VERHOORDE GEBEDEN

‘En wat u bidden zult in Mijn Naam dat zal Ik doen, opdat de Vader geëerd wordt in de Zoon’ (Johannes 14:13).

Hier laat Christus ons zien wat het eigenlijke ambt en werk is van een christen, en hoe noodzakelijk dit is voor de christenheid. De profeet Zacharia spreekt erover dat Christus de Heilige Geest zal uitstorten en geven, en noemt Hem: ‘De Geest der genade en der gebeden’ (Zacharias 12:10). Want deze twee stukken moet de Heilige Geest in alle christenen werken en scheppen. In de eerste plaats: dat zij in hun harten verzekerd zijn dat zij een genadige God hebben. In de tweede plaats: dat zij ook anderen kunnen dienen door hun gebeden. Want als een christen begint Christus te kennen als zijn Heere en Zaligmaker, door Wie hij uit de dood is verlost, en in Zijn Rijk en erfenis is gebracht, dan wordt zijn hart ook helemaal vol van God, zodat hij graag iedereen tot deze genade zou willen brengen.

Deze schat dat hij Christus kent, is zijn hoogste vreugde, daarom komt hij ervoor uit, onderwijst en vermaant de anderen, roemt en belijdt Hem voor iedereen. Hij bidt en zucht dat ook anderen tot deze genade mogen komen. Dan kan hij niet meer zwijgen en nutteloos zijn, maar tracht en probeert met al zijn krachten – alsof hij alleen dáárvoor leeft – om de lof en eer van God nog meer onder de mensen te verbreiden. Hij wil immers dat anderen deze Geest der genade ook ontvangen en daardoor hem ook helpen bidden. Want waar de Geest der genade is, daar maakt Hij dat wij ook kunnen en durven bidden, ja, zullen beginnen te bidden.”

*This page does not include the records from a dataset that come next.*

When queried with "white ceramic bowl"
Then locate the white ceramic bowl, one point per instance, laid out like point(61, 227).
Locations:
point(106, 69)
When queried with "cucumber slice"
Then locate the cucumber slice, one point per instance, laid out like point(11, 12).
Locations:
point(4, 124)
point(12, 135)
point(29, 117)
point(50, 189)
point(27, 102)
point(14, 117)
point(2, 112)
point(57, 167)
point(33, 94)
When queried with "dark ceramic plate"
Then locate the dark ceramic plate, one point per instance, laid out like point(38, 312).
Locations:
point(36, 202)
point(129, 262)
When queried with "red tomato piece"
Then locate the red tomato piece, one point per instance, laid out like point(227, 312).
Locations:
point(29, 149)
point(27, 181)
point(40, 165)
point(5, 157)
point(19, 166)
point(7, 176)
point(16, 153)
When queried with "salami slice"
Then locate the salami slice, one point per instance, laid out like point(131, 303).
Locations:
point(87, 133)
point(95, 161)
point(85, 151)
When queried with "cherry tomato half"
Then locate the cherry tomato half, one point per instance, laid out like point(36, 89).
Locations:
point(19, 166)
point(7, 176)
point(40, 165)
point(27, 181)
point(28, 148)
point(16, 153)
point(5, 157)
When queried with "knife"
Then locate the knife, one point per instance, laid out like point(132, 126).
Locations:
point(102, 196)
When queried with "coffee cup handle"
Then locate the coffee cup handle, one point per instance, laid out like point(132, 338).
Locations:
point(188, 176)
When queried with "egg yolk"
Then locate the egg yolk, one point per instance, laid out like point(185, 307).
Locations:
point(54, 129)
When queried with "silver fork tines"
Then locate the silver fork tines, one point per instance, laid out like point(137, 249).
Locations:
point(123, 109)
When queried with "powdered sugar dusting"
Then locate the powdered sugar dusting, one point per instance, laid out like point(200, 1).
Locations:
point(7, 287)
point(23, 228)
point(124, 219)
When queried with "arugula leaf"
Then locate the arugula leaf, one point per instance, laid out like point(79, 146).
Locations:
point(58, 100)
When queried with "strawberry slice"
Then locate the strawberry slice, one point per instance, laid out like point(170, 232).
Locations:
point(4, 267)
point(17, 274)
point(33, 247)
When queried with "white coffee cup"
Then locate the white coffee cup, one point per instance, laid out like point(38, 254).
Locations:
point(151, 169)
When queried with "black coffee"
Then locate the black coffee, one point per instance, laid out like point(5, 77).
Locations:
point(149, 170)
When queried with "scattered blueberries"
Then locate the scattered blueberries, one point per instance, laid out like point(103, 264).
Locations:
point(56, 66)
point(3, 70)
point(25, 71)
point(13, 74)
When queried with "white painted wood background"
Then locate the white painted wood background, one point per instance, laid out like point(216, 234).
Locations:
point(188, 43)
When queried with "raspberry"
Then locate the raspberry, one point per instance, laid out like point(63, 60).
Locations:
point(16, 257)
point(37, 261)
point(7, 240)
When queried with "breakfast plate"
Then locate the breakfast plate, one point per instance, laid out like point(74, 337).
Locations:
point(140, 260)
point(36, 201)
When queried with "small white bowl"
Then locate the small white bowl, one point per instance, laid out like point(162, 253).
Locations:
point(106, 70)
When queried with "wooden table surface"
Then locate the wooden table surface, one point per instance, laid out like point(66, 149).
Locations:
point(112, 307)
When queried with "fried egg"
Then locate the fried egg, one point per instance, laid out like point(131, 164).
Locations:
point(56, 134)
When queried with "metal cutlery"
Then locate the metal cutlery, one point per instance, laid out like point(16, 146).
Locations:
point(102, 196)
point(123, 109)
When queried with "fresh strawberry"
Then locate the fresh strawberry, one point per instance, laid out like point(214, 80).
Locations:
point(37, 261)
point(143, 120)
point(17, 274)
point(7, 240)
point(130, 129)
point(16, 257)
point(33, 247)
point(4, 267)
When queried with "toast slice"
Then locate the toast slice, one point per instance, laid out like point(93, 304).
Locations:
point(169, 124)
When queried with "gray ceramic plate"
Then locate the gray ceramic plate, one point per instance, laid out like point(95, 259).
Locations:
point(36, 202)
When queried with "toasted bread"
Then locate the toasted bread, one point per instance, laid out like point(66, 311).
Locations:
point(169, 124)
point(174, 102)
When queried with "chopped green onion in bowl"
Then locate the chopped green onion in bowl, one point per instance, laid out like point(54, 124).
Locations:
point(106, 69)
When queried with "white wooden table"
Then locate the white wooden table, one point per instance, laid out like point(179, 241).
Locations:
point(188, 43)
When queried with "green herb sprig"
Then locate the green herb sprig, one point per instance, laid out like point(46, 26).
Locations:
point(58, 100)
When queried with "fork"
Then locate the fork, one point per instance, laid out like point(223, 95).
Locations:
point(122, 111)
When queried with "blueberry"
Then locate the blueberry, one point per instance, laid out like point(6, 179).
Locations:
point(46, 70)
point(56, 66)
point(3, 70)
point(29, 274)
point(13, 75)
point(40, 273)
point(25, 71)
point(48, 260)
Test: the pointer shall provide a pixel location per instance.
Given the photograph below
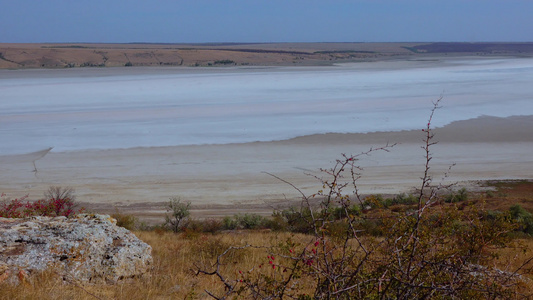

Met deze tekst wil Christus ook zeggen: dat God ‘nee’ antwoordt en het gebed van niemand wil horen of aannemen, dan van hem of haar die alleen op grond van Zijn zuivere genade en barmhartigheid tot Hem komt in de Naam van Christus; zo iemand zegt met de tollenaar: ‘O God, wees mij arme zondaar genadig’ (Lukas 18:13). Leer daaruit, dat we enkel en alleen door de Heere Christus, zowel genade als verhoring van het gebed hebben. Dat we eerst kinderen van God moeten worden, zodat we Hem kúnnen aanroepen (Galaten 4:6), en daarna ook voor onszelf en anderen ontvangen wat we nodig hebben.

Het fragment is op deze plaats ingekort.